English

• 1. INTRODUCTION

  The programming of multinuclear metal clusters remained a charming research area in the matter of coordination and material chemistry^[1]. This was mainly attributed to the engaging structure diversity and the proverbially application as functional materials in areas of catalysis, conductivity, porosity, luminescence, magnetism, spin-transition and non-linear optics^[2-9]. Although the assembly of multinuclear metal clusters had made great progress in recent years, the enthusiasm for the construction of multinuclear metal clusters was not decreased.

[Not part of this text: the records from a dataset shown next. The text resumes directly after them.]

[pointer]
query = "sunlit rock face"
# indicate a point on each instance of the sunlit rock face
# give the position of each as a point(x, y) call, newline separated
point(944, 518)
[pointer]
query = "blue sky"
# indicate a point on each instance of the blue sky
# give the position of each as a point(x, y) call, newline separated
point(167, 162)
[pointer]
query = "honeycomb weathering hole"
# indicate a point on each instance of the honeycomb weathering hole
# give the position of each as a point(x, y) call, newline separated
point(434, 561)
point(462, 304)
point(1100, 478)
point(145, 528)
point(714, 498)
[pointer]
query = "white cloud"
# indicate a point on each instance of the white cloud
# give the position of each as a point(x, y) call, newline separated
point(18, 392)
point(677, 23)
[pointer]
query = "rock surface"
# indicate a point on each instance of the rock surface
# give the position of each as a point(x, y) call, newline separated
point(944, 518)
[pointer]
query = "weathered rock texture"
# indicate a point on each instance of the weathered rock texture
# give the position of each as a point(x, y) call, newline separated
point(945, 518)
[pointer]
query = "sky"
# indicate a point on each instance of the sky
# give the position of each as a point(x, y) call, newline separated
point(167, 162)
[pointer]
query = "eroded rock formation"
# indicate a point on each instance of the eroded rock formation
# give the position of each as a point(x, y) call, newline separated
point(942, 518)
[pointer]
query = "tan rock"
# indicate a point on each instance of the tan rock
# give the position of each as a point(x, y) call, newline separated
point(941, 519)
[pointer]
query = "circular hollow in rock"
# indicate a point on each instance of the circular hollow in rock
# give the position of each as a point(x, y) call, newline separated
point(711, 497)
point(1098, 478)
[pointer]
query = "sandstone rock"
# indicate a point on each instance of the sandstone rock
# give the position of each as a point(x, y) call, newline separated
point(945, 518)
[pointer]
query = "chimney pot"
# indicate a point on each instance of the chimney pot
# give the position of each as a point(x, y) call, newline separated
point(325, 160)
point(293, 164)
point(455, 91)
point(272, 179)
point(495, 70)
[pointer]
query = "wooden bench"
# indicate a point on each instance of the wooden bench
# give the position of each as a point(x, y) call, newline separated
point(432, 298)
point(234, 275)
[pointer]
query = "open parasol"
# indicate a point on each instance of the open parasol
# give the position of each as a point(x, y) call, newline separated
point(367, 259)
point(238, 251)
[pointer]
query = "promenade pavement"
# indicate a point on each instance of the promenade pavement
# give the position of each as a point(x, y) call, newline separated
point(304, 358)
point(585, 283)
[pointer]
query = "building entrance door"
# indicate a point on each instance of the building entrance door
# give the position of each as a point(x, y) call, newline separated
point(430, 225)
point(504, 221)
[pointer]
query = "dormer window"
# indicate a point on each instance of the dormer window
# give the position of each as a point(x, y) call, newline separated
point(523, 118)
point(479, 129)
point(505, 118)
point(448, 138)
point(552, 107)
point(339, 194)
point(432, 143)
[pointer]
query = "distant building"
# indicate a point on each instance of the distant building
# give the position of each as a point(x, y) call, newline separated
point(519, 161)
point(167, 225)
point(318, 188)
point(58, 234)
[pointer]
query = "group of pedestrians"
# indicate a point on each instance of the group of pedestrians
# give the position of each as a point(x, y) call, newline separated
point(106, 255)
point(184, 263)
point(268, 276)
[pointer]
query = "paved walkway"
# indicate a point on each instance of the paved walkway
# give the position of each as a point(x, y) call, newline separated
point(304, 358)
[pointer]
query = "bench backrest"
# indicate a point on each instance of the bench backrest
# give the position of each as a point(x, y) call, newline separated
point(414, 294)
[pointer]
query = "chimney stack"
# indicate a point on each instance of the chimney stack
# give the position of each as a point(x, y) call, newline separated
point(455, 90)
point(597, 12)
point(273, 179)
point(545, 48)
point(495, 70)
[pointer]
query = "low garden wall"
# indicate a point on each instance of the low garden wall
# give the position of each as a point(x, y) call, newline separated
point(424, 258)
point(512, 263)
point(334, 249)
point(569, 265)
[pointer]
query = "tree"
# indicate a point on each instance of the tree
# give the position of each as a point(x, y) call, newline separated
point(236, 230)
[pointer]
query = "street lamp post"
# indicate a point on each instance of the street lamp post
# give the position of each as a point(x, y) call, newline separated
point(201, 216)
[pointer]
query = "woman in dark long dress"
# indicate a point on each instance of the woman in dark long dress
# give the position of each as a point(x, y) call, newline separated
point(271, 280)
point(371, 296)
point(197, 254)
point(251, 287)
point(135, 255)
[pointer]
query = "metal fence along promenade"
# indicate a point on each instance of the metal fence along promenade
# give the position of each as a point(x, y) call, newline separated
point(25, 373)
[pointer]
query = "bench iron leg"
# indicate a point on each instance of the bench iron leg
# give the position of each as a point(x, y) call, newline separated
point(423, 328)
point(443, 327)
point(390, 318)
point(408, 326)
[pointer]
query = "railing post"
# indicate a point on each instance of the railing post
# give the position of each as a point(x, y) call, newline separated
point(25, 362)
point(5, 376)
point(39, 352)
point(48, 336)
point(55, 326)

There were many restricted factors such as metal ions, nature of organic ligands, reaction temperature, pH value of the solution and so on^[10-13]. In addition, hydrogen bonds and π-π stacking interactions all made great contributions to the construction of fascinating structures for multinuclear metal clusters by connecting low-dimensional motifs into higher-dimensional supramolecular frameworks^[14]. Therefore, the self-assembly of multinuclear metal clusters was a long-term mission and still had many sealed challenges for us. Furthermore, how to design and select a multi-functional ligand was the core factor for the synthesis of various frameworks for multinuclear metal clusters.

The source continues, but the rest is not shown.